Catherine Pont-Humbert, Littérature du Québec, 1998, Nathan

 

 

Elle n’est ni française, ni canadienne, ni américaine. Sa naissance, indissociable de la conquête d’un territoire aux rudes conditions climatiques, fut tourmentée. Elle est encore jeune, et elle s’est très longtemps concentrée sur l’évocation du terroir, comme des grands espaces. Elle a su se défaire de l’emprise du clergé, et dépasser ses problématiques régionalistes et nationalistes comme seules dynamiques d’intrigues. Elle a su puiser dans la tradition orale, évoquer les cultures autochtones, remonter au temps mythiques des origines, et elle s’écrit parfois même en joual. Ses auteures sont de vibrantes féministes…. Elle est, vous l’aurez deviné, la littérature québécoise ; et parce qu’en France on assimile trop souvent cette littérature à Maria Chapdelaine (Louis Hémon, son auteur, était français, et non québécois), parce que c’est une littérature que j’adore, et qui mérite d’être (re)découverte, j’ai choisi de vous présenter dix classiques de la littérature québécoise du XXème siècle.

 

Au début XVIIème siècle, lorsque les premiers colons s’installent dans la vallée du Saint-Laurent, il y a une véritable lutte entre la civilisation européenne et le continent nouveau. Les grandes familles envoient leurs enfants étudier en France, il n’y a pas de bibliothèques publiques (la première bibliothèque publique est construite à Québec en 1779) et la littérature nationale peine à émerger. Les premiers écrits sont d’abord des récits de voyage, des journaux, et des textes religieux. Le conte séduit une société encore souvent analphabétisée, qui puise dans son folklore ainsi que dans l’héritage français des ancêtres.

 

Il faut attendre le XIXème siècle pour qu’une véritable littérature commence à apparaître, et la littérature est alors indissociable de la nationalité et de l’identité québécoise. Les écrits québécois valorisent, défendent, mettent en avant la culture et le mode de vie – rural – des Québécois. La poésie subit l’influence des Romantiques français et les poètes québécois imitent alors Victor Hugo, Lamartine ou Musset. Les premiers romans québécois sont L’influence d’un livre de Philippe Aubert de Gaspé fils, La terre paternelle de Patrice Lacombe, Charles Guérin de Pierre-Joseph Olivier Chauveau.

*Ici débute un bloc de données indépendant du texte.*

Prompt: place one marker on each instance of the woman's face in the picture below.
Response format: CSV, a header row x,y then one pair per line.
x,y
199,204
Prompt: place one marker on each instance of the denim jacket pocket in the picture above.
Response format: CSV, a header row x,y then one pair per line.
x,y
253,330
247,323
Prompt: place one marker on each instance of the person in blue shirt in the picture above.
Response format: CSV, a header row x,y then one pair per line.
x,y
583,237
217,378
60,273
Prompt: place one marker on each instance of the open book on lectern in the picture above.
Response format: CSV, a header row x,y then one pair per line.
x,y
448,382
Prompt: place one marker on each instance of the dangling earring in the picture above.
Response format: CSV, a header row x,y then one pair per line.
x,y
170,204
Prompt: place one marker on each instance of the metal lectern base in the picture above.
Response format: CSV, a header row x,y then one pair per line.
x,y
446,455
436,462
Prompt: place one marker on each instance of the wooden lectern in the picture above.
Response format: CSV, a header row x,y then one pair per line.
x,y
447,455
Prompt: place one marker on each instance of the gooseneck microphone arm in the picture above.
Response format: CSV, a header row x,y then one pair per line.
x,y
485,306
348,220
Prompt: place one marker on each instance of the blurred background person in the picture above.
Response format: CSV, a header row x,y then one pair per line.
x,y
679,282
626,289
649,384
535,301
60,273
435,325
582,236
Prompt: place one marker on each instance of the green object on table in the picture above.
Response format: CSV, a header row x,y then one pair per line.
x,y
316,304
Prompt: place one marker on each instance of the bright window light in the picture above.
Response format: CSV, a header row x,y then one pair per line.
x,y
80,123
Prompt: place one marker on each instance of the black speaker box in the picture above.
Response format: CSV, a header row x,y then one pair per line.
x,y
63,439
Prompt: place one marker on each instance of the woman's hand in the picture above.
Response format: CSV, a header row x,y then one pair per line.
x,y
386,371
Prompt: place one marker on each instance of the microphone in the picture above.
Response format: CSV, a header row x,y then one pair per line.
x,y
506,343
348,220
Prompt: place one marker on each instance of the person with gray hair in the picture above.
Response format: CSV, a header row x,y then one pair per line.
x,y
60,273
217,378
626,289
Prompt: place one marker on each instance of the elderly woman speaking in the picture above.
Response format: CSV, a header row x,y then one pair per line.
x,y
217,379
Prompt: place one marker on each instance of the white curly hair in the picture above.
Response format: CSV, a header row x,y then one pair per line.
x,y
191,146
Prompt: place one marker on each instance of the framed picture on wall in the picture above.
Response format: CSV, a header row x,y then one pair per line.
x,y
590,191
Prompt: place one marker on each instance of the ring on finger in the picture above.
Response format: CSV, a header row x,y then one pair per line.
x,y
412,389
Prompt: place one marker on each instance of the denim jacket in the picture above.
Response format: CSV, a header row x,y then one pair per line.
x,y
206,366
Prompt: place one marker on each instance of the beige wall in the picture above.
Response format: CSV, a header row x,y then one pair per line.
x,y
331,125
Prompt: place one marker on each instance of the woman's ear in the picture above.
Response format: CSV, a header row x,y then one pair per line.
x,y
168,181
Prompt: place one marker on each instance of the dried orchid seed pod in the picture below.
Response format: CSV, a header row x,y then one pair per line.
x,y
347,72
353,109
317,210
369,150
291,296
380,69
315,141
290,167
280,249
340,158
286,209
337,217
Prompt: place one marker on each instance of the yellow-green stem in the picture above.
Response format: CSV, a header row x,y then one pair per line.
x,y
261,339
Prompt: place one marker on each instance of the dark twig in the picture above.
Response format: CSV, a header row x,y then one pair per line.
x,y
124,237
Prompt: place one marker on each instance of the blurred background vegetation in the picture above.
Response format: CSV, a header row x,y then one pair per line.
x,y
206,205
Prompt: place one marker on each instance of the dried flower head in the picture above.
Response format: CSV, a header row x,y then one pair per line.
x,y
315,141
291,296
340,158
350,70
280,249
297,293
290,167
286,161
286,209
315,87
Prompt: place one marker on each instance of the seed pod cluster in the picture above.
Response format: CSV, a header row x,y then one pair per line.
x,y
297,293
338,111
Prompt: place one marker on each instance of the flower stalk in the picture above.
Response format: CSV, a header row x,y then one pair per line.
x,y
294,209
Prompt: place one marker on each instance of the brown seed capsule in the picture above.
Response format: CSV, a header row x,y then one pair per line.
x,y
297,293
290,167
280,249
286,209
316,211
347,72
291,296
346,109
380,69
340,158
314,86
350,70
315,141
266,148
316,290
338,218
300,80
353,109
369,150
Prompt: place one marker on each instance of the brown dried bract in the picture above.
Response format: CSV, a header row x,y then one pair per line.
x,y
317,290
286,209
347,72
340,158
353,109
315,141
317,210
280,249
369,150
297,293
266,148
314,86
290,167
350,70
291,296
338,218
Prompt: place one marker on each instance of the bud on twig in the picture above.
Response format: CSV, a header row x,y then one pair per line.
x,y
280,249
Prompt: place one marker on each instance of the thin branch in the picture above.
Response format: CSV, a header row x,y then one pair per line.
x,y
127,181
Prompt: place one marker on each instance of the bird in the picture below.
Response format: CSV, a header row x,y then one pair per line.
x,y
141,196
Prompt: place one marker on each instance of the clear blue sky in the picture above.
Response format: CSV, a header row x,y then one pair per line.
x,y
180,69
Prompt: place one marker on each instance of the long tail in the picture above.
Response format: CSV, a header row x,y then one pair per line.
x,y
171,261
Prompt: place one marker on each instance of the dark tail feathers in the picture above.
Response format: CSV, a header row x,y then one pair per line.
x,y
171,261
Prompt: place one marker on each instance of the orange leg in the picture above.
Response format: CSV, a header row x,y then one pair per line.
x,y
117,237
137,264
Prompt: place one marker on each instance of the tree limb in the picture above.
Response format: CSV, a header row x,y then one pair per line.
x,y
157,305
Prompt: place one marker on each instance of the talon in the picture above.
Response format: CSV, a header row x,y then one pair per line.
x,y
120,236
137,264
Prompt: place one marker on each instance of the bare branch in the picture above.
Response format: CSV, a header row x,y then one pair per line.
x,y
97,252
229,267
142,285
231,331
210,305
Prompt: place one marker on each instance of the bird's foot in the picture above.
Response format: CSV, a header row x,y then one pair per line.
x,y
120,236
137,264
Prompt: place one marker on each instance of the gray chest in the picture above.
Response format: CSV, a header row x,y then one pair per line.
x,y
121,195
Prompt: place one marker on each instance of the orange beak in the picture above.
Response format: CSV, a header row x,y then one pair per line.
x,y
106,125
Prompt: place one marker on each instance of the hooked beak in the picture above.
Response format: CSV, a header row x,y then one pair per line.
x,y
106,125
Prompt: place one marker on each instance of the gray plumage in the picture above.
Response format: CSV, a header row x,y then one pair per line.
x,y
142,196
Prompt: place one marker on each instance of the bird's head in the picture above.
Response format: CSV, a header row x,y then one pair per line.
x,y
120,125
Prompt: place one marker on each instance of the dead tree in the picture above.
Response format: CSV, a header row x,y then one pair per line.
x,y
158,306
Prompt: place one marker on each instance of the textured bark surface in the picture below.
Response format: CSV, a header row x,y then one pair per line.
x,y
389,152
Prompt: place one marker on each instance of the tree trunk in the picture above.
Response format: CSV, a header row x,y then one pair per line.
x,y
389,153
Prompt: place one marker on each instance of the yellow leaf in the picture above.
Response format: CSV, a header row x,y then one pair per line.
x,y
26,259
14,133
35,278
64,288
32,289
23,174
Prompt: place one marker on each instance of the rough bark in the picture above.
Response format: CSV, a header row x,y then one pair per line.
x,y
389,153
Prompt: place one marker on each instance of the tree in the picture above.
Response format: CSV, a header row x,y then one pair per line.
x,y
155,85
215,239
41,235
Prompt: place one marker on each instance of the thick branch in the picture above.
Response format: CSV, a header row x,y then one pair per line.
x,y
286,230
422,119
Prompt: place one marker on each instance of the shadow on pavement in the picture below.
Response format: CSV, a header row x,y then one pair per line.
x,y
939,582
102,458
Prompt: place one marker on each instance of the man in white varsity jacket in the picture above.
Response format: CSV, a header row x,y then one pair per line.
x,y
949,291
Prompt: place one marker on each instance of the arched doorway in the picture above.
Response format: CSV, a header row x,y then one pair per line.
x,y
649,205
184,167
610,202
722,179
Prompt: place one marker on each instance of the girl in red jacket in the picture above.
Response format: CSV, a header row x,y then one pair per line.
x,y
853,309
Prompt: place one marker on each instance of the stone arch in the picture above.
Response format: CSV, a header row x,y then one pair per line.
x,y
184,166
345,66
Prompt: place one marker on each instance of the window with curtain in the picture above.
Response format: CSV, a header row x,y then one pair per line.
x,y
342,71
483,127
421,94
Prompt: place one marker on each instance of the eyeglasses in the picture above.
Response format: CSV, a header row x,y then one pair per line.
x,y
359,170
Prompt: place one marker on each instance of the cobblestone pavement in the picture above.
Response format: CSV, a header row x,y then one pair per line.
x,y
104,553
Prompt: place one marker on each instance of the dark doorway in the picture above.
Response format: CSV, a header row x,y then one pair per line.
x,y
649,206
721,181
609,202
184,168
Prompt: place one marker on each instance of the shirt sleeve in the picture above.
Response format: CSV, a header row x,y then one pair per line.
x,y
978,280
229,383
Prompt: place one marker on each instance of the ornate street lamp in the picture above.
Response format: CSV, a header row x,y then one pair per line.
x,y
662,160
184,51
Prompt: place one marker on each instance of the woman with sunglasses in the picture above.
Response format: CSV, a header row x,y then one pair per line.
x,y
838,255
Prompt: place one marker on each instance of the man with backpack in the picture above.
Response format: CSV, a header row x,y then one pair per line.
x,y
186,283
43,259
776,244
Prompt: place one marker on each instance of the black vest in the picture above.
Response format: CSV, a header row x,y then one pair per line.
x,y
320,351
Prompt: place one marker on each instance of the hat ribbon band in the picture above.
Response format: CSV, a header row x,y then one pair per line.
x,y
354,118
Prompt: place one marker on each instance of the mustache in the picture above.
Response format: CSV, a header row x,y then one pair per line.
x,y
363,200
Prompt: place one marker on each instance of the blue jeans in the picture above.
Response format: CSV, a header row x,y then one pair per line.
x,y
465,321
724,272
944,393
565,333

Philippe Aubert de Gaspé père, lui, propose, avec Les Anciens Canadiens, un roman historique qui évoque la conquête du Canada par les Anglais et chante les exploits des héros de Nouvelle-France.

 

Poésies d’Émile Nelligan, 1904

Émile Nelligan  Photo : Archives publiques Canada

J’aime à penser qu’Émile Nelligan est un peu le Arthur Rimbaud de la littérature québécoise. Né en 1879 et mort en 1941, cette étoile filante de la littérature québécoise a écrit l’essentiel de son œuvre poétique avant ses 20 ans avant de sombrer dans la folie et de passer les 42 années suivante interné. Sa précocité, son talent, les thèmes qu’il aborde, au-delà du terroir et du patriotisme québécois, ainsi que la schizophrénie dont il était atteint l’ont hissé au rang de mythe.

Très influencé par les Romantiques français comme Musset ou Gérard de Nerval, Nelligan est surtout un grand admirateur de Charles Baudelaire auquel il a beaucoup rendu hommage. Comme l’auteur des Fleurs du mal, Nelligan est hanté par le temps qui passe, l’ennui, le paradis perdu de l’enfance, les chats ou l’idéal inaccessible ! Comme Baudelaire, Nelligan utilise des formes classiques, régulières et plutôt courtes, ainsi qu’un lexique audacieux. « La Romance du vin » (« C’est le règne du rire amer et de la rage / De se savoir poète et l’objet du mépris, ») ou « Le Vaisseau d’or » (« Ce fut un grand Vaisseau taillé dans l’or massif : / Ses mâts touchaient l’azur, sur des mers inconnues ; »), pour ne citer qu’eux, témoignent tout à fait de l’influence baudelairienne. Le poème « La passante » est quant à lui un hommage évident au poème « À une passante » : « Hier, j’ai vu passer, comme une ombre qu’on plaint, / En un grand parc obscur, une femme voilée ».

Le plus grand poète lyrique du Québec est un auteur accessible et dont l’univers ne pourra que toucher les amoureux de poésie romantique française.

 

Les Goutelettes, de Pamphile Lemay, 1904

Pamphile Lemay n’est peut-être pas le plus grand poète québécois, mais j’aime énormément son recueil de sonnets Les Goutelettes. Divisé en plusieurs sections (« Glané dans notre histoire », « Hommage », « Au foyer », « Souffle d’amour », « Sport », etc.), Les Goutelettes évoque aussi bien les grands hommes de l’histoire du Québec que l’importance de la religion ou la récolte du sucre d’érable.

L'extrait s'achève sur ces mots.